Odd as it seems there is little difference between the basic philosophy of most Christian religions and Australia’s Labor Party. Christian religions promise us entrance to a mystical and glorious heaven when we die if we adhere to their philosophes, while Labor promises heaven on earth (Utopia) if we follow its philosophy. Unfortunately for both, neither have evidence to back their claim.

Despite this lack of evidence the Australian Labor party is still promising Utopia. Unfortunately for Labor, Utopia seems anchored fast in dreamland. One would not need to be a member of Mensa to see the reason why and also see why more and more people in Australia now disbelieve most Labor politicians. The reason: not only does party philosophy change overnight but, at the whim of the PM and some cabinet colleagues and for reasons of expedience, it can change hourly so leaving some cabinet and non- cabinet MPs bewildered.

A glaring example of the latter is the proposed media reform. Demanding that this media reform bill be made law is the height of arrogance. And while voters might admire firm leaders they dislike like arrogant leaders particularly when they seem to have stopped listening and stumble from one disastrous policy to another such as PM Gillard and her cabinet have done.

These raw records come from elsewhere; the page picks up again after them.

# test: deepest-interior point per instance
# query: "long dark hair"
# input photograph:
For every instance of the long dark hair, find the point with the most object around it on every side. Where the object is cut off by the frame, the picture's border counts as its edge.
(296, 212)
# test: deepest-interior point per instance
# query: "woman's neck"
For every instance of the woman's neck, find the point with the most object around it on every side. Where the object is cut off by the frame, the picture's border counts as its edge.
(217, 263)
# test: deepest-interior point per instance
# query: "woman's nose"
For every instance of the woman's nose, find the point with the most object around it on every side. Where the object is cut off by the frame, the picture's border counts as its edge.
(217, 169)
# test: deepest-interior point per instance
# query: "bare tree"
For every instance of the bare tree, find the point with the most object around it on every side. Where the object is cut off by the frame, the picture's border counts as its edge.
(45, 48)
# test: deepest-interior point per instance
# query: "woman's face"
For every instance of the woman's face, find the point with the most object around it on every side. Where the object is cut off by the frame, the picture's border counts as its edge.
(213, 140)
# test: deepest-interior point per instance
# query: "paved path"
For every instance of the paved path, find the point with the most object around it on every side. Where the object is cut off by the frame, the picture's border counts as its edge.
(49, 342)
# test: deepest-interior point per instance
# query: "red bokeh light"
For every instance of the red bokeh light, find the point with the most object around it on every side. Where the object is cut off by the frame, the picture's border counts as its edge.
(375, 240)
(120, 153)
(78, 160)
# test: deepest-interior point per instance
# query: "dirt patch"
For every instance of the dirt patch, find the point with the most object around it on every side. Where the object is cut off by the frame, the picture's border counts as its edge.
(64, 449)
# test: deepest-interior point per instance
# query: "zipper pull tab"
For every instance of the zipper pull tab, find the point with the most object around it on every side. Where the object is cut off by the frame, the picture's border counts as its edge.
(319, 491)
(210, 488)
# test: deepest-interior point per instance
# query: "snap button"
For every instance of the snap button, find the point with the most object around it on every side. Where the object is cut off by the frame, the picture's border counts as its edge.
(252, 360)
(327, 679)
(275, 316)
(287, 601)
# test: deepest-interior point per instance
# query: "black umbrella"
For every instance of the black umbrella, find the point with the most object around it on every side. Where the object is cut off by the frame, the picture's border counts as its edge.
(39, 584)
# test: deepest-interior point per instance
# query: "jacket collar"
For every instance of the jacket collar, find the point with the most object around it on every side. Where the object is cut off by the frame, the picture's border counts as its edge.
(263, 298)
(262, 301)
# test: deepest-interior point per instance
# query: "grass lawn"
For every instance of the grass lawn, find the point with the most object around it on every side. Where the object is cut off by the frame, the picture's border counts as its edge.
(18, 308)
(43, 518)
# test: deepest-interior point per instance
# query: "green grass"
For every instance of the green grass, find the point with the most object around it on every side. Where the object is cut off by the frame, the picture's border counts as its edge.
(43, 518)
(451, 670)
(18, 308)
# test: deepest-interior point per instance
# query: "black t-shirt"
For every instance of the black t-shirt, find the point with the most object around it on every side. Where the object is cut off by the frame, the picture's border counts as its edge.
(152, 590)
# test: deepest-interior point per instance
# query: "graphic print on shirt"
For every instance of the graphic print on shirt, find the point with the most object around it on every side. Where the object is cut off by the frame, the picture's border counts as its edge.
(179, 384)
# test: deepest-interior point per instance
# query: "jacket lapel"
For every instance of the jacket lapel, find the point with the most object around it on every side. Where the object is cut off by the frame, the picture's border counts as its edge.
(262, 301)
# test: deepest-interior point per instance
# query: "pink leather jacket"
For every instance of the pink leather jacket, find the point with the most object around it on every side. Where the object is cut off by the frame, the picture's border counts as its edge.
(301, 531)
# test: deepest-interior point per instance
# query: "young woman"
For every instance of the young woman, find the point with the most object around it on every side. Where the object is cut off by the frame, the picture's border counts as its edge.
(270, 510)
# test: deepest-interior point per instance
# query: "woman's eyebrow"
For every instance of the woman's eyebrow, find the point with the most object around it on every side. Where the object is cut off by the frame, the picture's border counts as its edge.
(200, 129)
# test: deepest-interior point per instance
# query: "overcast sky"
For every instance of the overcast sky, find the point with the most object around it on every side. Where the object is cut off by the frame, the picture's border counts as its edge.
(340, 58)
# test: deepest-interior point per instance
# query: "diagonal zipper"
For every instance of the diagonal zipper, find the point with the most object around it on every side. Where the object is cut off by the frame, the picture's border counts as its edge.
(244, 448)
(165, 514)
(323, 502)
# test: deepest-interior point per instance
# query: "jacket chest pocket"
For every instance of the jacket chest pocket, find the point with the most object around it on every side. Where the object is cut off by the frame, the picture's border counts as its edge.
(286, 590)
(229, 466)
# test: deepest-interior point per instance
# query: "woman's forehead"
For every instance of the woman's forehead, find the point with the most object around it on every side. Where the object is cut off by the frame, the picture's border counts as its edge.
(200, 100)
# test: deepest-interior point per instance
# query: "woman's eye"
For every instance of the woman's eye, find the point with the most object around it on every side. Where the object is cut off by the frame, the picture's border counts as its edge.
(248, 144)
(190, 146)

Labor’s memory of these mistakes has conveniently vanished into the mists of time where it will bump into many other Labor mistakes, the list of which is too long to publish. What will not be Included in that list is the legislation that has increased taxes and keeps on increasing the cost of living thus creating misery not Utopia.

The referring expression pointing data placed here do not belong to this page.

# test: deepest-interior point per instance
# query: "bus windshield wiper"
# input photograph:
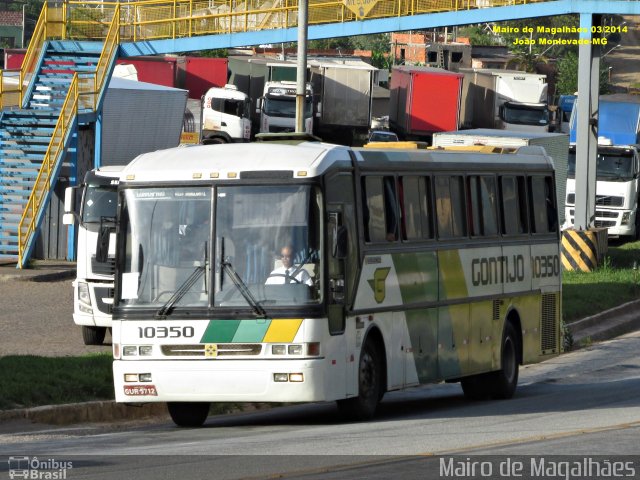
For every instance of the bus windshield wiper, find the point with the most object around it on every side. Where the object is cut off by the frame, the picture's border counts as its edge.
(167, 308)
(244, 290)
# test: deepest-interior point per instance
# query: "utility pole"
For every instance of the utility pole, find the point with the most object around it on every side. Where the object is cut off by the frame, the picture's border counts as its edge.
(301, 72)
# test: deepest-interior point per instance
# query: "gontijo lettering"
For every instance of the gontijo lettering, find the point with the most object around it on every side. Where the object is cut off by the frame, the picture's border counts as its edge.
(495, 270)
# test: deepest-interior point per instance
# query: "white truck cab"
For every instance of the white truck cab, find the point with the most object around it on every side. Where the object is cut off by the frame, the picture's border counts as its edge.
(617, 189)
(277, 108)
(226, 116)
(92, 206)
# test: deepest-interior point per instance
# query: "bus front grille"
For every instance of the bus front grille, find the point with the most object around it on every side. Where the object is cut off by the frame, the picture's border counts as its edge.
(549, 330)
(212, 350)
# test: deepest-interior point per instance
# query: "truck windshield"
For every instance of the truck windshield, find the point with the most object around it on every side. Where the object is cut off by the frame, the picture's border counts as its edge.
(611, 166)
(285, 106)
(99, 201)
(169, 236)
(525, 114)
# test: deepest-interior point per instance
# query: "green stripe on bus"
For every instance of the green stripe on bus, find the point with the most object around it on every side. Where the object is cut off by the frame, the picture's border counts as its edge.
(220, 331)
(251, 331)
(452, 282)
(417, 276)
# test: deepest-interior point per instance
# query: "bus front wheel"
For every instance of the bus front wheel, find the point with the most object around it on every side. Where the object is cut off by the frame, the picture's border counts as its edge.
(188, 414)
(363, 407)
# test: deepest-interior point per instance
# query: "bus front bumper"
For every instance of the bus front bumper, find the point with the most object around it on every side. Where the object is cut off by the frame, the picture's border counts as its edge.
(222, 381)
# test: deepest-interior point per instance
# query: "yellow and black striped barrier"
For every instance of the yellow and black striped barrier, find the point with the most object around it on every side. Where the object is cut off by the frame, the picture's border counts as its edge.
(583, 250)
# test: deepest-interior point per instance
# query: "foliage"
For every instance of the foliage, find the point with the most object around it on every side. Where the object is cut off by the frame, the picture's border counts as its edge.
(615, 282)
(29, 380)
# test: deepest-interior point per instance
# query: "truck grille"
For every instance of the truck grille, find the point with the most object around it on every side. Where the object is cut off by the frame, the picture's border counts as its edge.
(206, 350)
(104, 299)
(603, 214)
(601, 200)
(106, 268)
(273, 129)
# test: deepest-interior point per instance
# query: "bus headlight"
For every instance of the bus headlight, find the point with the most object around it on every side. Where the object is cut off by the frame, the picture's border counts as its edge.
(129, 351)
(625, 218)
(278, 349)
(84, 304)
(295, 349)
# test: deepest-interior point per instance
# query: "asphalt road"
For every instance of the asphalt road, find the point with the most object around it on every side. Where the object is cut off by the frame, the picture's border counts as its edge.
(584, 403)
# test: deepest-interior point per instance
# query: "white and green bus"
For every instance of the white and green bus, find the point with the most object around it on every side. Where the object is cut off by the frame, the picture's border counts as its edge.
(425, 266)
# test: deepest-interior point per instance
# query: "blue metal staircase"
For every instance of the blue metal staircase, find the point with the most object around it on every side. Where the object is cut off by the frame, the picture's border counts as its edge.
(27, 136)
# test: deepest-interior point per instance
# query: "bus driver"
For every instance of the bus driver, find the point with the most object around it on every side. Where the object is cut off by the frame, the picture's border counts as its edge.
(288, 272)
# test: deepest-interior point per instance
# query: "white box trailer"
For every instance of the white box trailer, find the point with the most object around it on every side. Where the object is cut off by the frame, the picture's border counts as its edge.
(555, 144)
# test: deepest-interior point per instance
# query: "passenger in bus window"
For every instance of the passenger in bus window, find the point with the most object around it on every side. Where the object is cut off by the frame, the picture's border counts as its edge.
(288, 272)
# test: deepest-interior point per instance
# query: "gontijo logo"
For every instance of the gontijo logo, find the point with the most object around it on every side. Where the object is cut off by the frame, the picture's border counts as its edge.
(40, 469)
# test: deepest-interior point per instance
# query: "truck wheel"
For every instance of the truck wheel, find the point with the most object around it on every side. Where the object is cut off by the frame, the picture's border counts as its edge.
(363, 407)
(93, 335)
(188, 414)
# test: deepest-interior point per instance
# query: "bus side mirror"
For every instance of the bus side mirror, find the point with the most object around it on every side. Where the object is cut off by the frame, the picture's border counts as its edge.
(339, 236)
(70, 214)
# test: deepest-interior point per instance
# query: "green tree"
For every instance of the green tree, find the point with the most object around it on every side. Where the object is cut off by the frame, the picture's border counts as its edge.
(567, 83)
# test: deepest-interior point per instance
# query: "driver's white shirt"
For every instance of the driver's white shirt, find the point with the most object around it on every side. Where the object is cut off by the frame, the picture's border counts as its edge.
(278, 276)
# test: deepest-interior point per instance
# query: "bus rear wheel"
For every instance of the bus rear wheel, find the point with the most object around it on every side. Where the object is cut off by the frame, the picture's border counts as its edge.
(188, 414)
(364, 406)
(93, 335)
(501, 384)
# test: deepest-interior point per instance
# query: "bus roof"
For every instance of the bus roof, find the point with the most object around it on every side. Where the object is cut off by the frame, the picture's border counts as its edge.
(305, 160)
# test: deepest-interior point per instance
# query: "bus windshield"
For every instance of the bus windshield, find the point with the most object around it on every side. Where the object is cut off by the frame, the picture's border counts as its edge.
(100, 201)
(172, 260)
(610, 166)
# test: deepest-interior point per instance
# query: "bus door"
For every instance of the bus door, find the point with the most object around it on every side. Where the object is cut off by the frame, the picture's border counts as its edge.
(341, 263)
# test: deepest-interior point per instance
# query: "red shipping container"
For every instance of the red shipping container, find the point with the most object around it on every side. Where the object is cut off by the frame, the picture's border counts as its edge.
(425, 100)
(202, 73)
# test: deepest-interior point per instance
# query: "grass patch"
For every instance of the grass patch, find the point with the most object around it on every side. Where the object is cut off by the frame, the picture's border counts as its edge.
(29, 381)
(615, 282)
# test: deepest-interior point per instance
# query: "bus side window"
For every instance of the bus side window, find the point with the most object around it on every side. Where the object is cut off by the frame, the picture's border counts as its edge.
(381, 218)
(482, 199)
(450, 206)
(416, 203)
(542, 205)
(514, 211)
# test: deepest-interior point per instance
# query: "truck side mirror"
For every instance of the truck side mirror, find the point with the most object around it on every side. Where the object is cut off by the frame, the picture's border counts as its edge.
(70, 214)
(102, 246)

For the benefit of the Prime Minister Gillard let me paraphrase the old saying, marry in haste and repent at leisure into: become PM in haste and repent at leisure. Unfortunately, Prime Minister, come September you will find out that after making mistakes repentance always comes too late. At the same time you will find that when push comes to shove and despite their fine promises of loyalty, those who helped you make those mistakes will desert you to minimise any damage to their ambitions.

In ending this piece and looking for a succinct message to summarise the image of the PM what came to mind was not that she is Australia’s first female Prime Minister but that she seems to have qualities of Emperor Nero of whom it was said: he fiddled while Rome Burned. The other Nero similarities she displays are her extravagance and the execution of people perceived as enemies.

The extravagances are so well known they speak for themselves. Hopefully the politically executed will also be able speak for themselves because while the physical execution of political enemies has now largely died out in the western world, executing perceived political enemies is still carried out as many in the Australian Labor Party and, for that matter, the Liberal Party can testify to.